Rob, it is interesting to observe the rapid pace at which the IC and cellular companies have joined in development of UWB and WiMAX/802.16/802.20. There are several trends that are adding fuel to the "wireless broadband revolution" that include: 1] Mutli-mode radio designs. These include hard-wired and software configurable and software defined radio designs. 2] Use of OFDM/OFDMA/TDD-FDD. This shows up in 802.11a/.11g (OFDM based), and in 802.16a, 802.20 and TD-SCDMA. 3] Use of MIMO and smart antenna designs. This has shown up as products outside of the standards so far but is incorporated into 802.16a/.16e, 802.20 and TD-SCDMA and probably 802.11n. 4] All CMOS/SOI single chip or two chip IC designs. The de facto standard includes the use of an on-chip ARM processor, SRAM and/or flash memory and memory and Ethernet controllers. The newest designs also include hardware DES+ other encryption. This architecture is showing up in 802.11 ICs and in the upcoming 802.16a/.16e IC designs. I haven't seen any proposed ICs for 802.20 or TD-SCDMA yet. This architecture opens up possibilities for widespread use of wireless mesh networking and for a common development platform for QoS and system management.
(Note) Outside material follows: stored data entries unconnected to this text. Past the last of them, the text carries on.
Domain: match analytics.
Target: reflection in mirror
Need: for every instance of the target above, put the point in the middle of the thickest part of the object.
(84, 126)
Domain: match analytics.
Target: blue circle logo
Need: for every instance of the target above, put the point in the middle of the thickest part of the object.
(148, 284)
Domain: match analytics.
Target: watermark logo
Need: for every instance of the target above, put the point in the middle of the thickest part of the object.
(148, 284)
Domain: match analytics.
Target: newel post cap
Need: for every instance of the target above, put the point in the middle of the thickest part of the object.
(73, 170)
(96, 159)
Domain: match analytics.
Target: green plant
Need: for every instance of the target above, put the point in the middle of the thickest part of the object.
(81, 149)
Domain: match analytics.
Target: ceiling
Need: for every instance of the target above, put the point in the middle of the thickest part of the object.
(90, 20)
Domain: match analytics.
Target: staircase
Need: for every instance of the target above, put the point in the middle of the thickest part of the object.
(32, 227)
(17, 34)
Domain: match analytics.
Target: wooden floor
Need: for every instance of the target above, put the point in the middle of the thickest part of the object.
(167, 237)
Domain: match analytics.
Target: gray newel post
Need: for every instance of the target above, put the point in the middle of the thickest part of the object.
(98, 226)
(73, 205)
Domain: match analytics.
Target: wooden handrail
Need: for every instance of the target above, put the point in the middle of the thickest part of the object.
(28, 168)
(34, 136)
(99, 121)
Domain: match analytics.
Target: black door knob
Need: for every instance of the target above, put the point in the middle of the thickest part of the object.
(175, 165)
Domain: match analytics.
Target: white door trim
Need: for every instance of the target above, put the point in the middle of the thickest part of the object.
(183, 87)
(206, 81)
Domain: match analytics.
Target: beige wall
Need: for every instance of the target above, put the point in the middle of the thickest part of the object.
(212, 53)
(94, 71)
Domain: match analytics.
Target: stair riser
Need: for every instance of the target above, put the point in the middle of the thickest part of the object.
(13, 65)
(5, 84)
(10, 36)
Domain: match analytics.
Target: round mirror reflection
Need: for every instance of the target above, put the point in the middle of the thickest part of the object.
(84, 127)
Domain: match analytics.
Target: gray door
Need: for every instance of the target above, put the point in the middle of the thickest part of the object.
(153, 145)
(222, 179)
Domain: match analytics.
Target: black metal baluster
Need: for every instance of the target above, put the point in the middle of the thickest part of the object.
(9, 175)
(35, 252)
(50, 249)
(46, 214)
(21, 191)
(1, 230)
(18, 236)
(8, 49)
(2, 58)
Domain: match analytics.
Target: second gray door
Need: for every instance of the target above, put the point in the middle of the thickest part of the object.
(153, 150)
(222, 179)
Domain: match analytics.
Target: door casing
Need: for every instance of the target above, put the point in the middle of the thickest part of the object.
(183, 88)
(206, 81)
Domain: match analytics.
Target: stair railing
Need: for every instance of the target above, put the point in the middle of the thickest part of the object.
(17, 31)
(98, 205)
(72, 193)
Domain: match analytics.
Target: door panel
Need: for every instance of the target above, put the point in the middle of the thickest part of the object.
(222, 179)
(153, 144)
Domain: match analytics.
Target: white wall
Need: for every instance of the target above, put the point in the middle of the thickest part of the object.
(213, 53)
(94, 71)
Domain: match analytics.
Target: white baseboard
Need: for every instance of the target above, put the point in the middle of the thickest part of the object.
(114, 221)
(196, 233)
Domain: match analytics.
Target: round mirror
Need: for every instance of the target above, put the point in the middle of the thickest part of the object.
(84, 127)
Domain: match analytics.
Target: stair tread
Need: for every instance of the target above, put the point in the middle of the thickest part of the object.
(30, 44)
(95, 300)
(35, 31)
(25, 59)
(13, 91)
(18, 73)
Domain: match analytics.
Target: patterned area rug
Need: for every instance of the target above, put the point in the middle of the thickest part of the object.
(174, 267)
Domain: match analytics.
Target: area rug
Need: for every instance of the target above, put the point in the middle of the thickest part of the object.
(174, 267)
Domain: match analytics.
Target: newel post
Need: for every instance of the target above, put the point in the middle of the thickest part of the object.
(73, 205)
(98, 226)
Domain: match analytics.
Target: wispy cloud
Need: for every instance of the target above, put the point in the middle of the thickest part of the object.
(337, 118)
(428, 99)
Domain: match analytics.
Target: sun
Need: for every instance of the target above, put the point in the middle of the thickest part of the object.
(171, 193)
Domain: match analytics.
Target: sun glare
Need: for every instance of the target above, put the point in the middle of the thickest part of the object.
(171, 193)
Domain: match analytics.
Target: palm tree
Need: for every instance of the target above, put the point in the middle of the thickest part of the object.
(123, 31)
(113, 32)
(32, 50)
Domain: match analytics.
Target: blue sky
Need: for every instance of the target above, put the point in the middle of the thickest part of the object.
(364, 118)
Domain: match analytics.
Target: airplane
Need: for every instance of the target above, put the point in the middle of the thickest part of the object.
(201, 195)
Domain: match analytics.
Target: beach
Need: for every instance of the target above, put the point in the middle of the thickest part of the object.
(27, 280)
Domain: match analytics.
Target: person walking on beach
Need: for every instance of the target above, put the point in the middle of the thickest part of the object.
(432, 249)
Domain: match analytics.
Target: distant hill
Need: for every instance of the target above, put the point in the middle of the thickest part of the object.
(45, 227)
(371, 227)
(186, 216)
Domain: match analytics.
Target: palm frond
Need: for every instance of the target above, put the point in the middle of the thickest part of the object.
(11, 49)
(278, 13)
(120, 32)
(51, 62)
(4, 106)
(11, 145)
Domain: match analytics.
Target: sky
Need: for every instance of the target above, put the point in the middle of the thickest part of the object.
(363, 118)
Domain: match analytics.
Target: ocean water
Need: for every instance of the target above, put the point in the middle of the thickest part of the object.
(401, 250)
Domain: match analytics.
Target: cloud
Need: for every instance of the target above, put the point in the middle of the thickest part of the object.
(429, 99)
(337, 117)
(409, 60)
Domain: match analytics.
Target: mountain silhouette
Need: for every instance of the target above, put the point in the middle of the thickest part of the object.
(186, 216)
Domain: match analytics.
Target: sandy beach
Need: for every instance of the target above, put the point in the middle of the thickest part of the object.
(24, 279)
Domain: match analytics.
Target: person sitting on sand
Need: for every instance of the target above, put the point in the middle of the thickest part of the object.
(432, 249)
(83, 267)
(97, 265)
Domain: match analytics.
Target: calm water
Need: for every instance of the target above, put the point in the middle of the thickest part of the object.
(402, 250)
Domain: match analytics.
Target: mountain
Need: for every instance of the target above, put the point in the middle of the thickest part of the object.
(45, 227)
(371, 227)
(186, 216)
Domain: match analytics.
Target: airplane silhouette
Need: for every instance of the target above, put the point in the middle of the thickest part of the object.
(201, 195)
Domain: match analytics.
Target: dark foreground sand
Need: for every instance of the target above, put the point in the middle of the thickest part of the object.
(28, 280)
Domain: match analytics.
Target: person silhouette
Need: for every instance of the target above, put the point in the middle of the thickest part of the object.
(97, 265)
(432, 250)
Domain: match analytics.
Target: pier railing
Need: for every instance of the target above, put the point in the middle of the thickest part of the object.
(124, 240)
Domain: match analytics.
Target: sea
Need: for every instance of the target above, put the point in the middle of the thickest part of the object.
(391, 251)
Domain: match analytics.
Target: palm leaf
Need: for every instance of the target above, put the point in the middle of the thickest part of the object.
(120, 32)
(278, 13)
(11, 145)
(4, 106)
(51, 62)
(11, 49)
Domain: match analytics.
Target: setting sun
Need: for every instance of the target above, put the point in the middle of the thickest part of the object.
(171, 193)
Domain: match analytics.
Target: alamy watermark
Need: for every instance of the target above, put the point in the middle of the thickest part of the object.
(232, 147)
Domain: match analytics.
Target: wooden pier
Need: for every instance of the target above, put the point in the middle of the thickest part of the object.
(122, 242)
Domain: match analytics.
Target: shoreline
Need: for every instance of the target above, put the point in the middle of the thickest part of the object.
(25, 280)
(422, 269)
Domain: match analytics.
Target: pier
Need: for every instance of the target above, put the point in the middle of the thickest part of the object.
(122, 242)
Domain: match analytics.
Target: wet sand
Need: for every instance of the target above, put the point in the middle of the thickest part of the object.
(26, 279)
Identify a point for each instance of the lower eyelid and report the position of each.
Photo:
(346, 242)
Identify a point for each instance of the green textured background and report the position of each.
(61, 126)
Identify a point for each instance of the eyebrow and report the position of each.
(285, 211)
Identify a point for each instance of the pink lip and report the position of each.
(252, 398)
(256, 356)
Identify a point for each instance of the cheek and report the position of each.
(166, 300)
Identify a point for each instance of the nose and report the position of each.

WiFi brought wireless broadband to mass production. But a large improvement in range and bandwidth densities/area or cell will be gained more through the use of MIMO and advanced smart antenna designs including smart targetable arrays.

The EE article you posted a few days has an interesting discussion. I agree with Atheros's comments as far as cost effectiveness of digital signal processing methods vs. analog switched antenna or other differentiation methods. But that is something that has already begun to change. Antenna arrays have already been developed that can be mass produced using common high frequency circuit board techniques. Microwave MEMs are entering the market to do the switching. It is a matter of time and volume ramp before these and other advanced antenna methods go down in cost to be able to deliver signal differentiation to meet mass market price points. The antenna array deigns, for example, are said to be producible for about 30c-50c each in 500K+ quantity.